Weeks 226 and 227 in the war on lung cancer have passed. It has been Christmas and is soon New Year. “Merry Christmas” and a “Happy New Year” they say. “Christmas” and “New Year” is what rings in my head. Here is an update:

  • Just before Christmas Dyanne got radiation to the lungs to try to control the cough, radiation to the spine to try to control pain and radiation to the liver to try to control the cancer. Neither the cough nor the back pain seemed to get any better, however. The only thing that seems to work against the cough codeine, a morphine variant. And what seems to work against the back pain is Reltebon depot, another morphin variant. None of these help against the cancer itself, however. Whether the radiation of the liver is sufficient to control the cancer there we don’t know.
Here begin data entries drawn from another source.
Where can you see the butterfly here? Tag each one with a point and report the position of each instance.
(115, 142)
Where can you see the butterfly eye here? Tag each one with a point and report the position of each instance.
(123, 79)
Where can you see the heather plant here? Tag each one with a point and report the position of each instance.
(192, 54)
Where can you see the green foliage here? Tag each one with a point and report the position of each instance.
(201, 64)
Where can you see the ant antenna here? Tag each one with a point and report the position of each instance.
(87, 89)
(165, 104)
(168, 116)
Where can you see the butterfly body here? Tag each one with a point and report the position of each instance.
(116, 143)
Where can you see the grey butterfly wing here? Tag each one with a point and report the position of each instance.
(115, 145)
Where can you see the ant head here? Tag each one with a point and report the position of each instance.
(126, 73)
  • On 23rd December Dyanne experienced shortness of breath and we went to the local hospital here. They did not find anything remarkable and she was allowed to go back home after a couple of hours. She got through Christmas eve the next day, but on the 25th the shortness of breath was back. We went back to the local hospital here. They found that, in addition to the shortness of breath, her platelets (thrombocytes) were very low. They should normally be between 150 to 400. If they are too low there is a risk of bleeding (to death…). On 23rd her platelets were 44. Two weeks earlier they were around 150. On the 25th they had declined further and were down to 24. Based on this, and the shortness of breath, she was admitted to hospital. The next morning the platelets had declined to 15. She then got a transfusion of platelets. This raised the platelet count to 45, but the next day it was down to 29 again. Since then it went up to 39, then down to 26 yesterday and 20 today.
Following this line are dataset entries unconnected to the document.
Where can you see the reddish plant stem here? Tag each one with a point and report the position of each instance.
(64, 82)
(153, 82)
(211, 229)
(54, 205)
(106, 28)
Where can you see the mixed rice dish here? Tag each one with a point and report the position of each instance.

  • The cause of the low platelets is unknown. A common cause is chemotherapy, but the last chemo Dyanne got was in early November, and it seems unlikely this could cause a drop in platelets so much later. Another potential explanations is viral infection, but Dyanne does not have any other signs of such an infection. Then there is the possibility that cancer cells infiltrate the bone marrow. However, such infiltration usually would also cause a drop in leukocytes and hemoglobin. And in Dyanne’s case these seem to be unaffected. Then there is the possibility that some of the drugs she is taking is causing the low platelet numbers. And two of the drugs she is on, mirtazapine and pantoprazole, appear like they could be suspects. The challenge with this hypothesis is, however, that Dyanne has taken both before without any issues. The most likely explanation for the platelet drop is, we believe, the radiation she got to the liver. Apparently this can cause a drop in platelets and since a large part of Dyanne’s liver was radiated, perhaps this is not an unreasonable explanation. However, no one can, at least at this point in time, be sure. The plan is to monitor the situation and do platelet transfusion if platelets fall below 15.
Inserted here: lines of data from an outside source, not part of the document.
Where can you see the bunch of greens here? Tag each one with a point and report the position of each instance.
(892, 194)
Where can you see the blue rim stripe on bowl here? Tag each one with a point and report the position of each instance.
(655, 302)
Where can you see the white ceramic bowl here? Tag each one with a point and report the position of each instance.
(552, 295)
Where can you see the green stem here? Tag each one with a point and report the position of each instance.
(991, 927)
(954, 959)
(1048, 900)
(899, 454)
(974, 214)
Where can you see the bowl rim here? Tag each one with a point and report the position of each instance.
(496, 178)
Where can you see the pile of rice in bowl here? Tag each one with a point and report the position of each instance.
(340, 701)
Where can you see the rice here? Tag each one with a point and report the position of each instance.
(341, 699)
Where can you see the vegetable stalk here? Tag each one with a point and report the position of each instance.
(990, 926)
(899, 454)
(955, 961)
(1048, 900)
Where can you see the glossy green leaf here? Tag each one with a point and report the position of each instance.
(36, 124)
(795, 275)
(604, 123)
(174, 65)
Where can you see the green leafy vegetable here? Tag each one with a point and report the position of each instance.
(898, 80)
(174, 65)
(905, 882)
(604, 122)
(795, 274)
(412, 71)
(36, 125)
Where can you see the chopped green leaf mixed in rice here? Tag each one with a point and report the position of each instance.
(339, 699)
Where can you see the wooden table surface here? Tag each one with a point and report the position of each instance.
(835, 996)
  • Given that the coughing and back pain are relatively well contained with codeine and reltebon depot, the main symptom affecting Dyanne now is shortness of breath. She is now on continuous oxygen and even a short trip to the bathroom leaves her heaving.
  • So what is the plan? Well, as mentioned in a previous blog post, Dyanne is not keen on prolonging the suffering. Her current quality of life is not good. After careful consideration, however, she has decided she wants to have one last go at wiping out cancer cells, to see if this can improve her quality of life. Based on input from various doctors, we have concluded the best shot we have is a chemo drug called irinotecan. This is a standard chemo drug for small cell lung cancer and, we believe, it has a good chance of killing a decent number of cancer cells. The drug has also, as it happens, done well in drug sensitivity testing we have done at three different labs. The plan is to use the drug at low dose and give it at a weekly basis. This should, hopefully reduce side effects.
  • As all chemotherapies, however, irinotecan comes with side effects and risks. There is a risk that the drug will not work on the cancer cells, but still give side effects. And doing this treatment may thus risk hastening Dyanne’s death. As things stand now, Dyanne is willing to accept this risk.
  • As the cancer cells in Dyanne’s body currently are not opposed by any effective systemic treatment, we would like to get started with irinotecan as soon as possible. Each day of delay will make the situation even more difficult and the risk is that it suddenly will be too late. We thus very much hope it can be possible to get started with the treatment already tomorrow. Hopefully the hospital where Dyanne currently is and the hospital that is treating her cancer will be able to organize this, despite Christmas and all.

So, that is it. Christmas and, soon, New Year.